Notes – Original Issue Discount (OID) Tax Implications, Lessons Learned (#taxes, #investing)

In the process of carrying out the KV Pharmaceuticals capital structure arbitrage trade of 2012, I got caught with my pants down a bit as I didn’t think to sell the convertible notes before they stopped trading. As a result, I missed an opportunity to lock in a capital loss for tax purposes at the time, which would’ve helped shield some of the income I made on the puts and thus made the trade as a whole more tax efficient.
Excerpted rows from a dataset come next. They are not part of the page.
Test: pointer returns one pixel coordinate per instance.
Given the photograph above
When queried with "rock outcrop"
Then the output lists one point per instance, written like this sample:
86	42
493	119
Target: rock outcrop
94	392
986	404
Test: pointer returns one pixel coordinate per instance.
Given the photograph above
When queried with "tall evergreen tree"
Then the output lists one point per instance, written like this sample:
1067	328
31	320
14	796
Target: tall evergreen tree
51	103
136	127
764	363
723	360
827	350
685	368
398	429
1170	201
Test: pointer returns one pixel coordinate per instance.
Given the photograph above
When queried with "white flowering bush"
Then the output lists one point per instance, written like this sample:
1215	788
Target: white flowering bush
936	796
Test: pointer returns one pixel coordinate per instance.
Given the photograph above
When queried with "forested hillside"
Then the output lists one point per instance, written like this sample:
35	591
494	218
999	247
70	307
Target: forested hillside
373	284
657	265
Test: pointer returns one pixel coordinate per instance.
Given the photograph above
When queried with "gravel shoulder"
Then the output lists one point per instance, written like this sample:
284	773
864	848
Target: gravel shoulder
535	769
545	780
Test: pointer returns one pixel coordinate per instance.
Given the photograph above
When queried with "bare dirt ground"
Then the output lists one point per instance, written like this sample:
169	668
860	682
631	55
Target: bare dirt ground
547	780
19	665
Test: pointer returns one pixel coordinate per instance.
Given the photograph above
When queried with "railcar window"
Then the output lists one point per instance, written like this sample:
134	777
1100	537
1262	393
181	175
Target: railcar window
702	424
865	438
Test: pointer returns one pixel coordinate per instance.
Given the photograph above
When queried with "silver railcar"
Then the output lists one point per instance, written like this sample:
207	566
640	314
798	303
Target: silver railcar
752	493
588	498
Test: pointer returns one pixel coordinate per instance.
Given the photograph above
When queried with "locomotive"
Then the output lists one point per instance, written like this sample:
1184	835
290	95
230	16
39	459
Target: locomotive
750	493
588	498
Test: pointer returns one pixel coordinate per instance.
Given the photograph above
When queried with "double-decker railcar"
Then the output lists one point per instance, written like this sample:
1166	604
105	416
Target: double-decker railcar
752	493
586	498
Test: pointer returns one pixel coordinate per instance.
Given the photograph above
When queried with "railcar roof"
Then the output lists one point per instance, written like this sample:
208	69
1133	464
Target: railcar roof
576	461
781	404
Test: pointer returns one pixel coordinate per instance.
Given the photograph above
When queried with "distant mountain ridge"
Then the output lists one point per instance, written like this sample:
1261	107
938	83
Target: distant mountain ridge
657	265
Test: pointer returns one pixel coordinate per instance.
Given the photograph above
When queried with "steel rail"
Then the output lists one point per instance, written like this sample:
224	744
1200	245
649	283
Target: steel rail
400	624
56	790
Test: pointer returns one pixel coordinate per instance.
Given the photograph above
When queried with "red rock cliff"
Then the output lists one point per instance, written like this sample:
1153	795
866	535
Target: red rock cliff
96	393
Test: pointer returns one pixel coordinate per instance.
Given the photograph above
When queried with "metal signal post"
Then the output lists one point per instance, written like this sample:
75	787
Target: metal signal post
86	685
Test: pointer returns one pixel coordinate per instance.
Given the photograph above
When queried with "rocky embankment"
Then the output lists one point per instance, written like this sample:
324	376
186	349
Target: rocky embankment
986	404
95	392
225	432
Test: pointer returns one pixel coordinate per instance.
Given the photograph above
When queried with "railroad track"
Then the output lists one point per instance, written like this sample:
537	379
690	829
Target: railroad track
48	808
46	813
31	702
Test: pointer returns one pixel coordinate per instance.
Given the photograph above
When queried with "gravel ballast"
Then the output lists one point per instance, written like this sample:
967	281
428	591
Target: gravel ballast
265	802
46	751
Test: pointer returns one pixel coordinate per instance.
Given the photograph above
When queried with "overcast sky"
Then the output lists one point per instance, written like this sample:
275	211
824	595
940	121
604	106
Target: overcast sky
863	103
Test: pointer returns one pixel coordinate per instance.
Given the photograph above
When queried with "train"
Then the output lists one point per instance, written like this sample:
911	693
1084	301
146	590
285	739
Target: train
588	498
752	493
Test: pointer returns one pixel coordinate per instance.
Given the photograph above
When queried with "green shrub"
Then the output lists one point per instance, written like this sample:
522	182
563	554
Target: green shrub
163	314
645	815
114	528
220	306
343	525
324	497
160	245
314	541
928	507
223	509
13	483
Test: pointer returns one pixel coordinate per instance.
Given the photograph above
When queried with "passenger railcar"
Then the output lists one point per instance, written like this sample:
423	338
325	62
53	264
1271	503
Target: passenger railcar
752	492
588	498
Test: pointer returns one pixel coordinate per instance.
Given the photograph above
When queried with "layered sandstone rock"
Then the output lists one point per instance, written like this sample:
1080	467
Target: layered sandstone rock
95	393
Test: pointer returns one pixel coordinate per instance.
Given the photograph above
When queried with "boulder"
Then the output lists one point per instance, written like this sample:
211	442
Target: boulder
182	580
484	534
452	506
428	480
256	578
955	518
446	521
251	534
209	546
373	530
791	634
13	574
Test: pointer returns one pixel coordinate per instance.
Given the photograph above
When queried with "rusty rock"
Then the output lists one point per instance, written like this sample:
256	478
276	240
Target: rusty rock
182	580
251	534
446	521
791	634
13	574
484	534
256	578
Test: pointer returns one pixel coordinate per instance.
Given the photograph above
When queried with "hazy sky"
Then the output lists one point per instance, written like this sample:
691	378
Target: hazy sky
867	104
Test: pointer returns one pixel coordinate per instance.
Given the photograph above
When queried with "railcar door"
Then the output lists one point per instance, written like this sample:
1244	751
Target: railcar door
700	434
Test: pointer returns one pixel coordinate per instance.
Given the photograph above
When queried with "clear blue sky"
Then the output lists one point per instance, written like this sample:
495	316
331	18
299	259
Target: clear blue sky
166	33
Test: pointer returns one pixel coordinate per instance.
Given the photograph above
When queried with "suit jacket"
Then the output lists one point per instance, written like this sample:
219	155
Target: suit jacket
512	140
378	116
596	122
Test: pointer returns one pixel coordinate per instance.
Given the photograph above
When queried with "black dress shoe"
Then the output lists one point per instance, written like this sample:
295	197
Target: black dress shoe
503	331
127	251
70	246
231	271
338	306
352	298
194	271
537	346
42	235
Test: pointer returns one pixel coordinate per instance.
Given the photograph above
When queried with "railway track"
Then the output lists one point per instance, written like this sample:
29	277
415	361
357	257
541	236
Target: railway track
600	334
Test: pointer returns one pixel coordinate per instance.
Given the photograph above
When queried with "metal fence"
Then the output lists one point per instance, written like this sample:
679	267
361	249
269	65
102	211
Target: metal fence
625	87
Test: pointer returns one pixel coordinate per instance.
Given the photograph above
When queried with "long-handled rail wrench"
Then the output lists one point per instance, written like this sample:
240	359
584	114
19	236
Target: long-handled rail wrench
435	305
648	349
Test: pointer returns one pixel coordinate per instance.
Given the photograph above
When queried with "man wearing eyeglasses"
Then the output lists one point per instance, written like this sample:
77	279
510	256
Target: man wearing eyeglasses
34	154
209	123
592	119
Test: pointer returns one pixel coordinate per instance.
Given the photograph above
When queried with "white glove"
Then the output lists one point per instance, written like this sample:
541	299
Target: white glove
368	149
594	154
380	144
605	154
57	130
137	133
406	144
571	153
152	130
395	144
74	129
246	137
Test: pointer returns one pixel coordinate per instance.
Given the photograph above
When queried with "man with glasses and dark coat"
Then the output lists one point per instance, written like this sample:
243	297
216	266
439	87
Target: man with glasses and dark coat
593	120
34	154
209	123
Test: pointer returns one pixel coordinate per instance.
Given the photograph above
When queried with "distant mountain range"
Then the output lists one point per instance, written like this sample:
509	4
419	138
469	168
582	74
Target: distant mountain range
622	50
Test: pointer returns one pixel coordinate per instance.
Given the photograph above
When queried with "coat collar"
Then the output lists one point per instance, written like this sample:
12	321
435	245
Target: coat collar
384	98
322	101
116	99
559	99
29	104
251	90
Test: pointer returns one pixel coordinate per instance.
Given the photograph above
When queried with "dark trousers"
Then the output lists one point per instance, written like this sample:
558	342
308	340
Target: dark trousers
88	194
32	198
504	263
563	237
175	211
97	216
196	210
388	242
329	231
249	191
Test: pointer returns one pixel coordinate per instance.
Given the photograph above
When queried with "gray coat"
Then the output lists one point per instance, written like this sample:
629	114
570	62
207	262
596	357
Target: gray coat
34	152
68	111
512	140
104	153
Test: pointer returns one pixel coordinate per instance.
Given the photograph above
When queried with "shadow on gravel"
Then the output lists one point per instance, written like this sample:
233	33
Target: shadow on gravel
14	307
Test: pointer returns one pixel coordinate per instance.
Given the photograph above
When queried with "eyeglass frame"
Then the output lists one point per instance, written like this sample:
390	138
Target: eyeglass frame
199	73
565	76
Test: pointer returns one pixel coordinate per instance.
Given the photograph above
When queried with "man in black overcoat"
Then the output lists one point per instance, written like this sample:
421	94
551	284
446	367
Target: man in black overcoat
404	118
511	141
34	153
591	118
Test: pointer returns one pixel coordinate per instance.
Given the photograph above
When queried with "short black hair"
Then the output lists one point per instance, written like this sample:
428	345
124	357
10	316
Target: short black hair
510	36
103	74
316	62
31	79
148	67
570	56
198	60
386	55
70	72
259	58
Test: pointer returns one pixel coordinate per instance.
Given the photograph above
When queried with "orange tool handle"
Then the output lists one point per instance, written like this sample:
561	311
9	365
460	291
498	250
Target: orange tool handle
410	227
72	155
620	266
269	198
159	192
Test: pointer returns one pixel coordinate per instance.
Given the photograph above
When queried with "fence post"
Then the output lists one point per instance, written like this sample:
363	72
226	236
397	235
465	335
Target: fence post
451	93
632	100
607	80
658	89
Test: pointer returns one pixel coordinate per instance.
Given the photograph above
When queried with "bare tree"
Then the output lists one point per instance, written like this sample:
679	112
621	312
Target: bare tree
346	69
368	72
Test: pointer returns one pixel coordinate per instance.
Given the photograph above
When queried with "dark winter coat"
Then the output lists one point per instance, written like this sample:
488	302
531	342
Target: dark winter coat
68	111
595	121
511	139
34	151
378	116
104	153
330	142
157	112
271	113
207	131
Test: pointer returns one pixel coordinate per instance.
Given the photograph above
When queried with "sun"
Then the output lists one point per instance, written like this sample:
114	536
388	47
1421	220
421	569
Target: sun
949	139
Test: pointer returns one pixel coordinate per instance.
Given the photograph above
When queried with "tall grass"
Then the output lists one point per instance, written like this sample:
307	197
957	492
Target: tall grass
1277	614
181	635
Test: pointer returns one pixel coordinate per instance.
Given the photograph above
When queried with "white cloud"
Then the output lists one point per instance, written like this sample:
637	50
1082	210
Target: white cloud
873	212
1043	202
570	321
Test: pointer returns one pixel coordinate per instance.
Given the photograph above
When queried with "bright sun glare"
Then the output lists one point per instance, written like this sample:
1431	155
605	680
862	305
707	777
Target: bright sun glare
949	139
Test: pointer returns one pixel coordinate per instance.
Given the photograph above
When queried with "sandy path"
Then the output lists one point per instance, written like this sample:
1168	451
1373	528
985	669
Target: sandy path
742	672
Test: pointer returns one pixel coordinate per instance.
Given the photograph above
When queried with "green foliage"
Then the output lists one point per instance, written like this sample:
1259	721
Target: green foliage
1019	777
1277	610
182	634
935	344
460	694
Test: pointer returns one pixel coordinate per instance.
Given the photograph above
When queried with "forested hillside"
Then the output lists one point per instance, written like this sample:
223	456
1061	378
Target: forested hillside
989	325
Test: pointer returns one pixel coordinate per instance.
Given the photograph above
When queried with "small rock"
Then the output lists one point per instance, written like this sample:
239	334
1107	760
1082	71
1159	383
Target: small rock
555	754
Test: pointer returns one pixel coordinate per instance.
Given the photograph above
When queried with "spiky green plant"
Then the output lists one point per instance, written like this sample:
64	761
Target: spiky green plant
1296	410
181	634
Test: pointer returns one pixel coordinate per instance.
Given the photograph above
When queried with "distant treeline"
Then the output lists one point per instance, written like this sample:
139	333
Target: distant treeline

Instead, I got a double-whammy of tax inefficiency for my ignorance, a chicken that finally came home to roost in tax FY2013 as the CPA assisting me with my tax preparation informed me that I ended up owing an additional sum beyond amounts withheld in prior periods due to Original Issue Discount (OID) interest income related to my defunct KV Pharmaceuticals play!

At first I was shocked and dismayed– the company went into bankruptcy and the securities were eventually removed from my account entirely earlier this year. How could I owe taxes when I never earned any cash interest and will never get back even a penny from the securities I stupidly held onto?

I talked about it with my CPA (who double-checked with his partner) and then spoke to a rep at TD Ameritrade and the matter is decisively not going to turn out in my favor. I learned that when a bond goes into default it often switches from cash interest basis to accrual interest basis in the eyes of the IRS, and like any good group of thugs they want their blood now, not later. In other words, I owe federal income tax on “accrued interest” I not only never received but never will receive. Because the securities were removed from my account in 2014 and not 2013, it looks like I accrued interest income due to me even though we clearly know right now that I’ll never get it.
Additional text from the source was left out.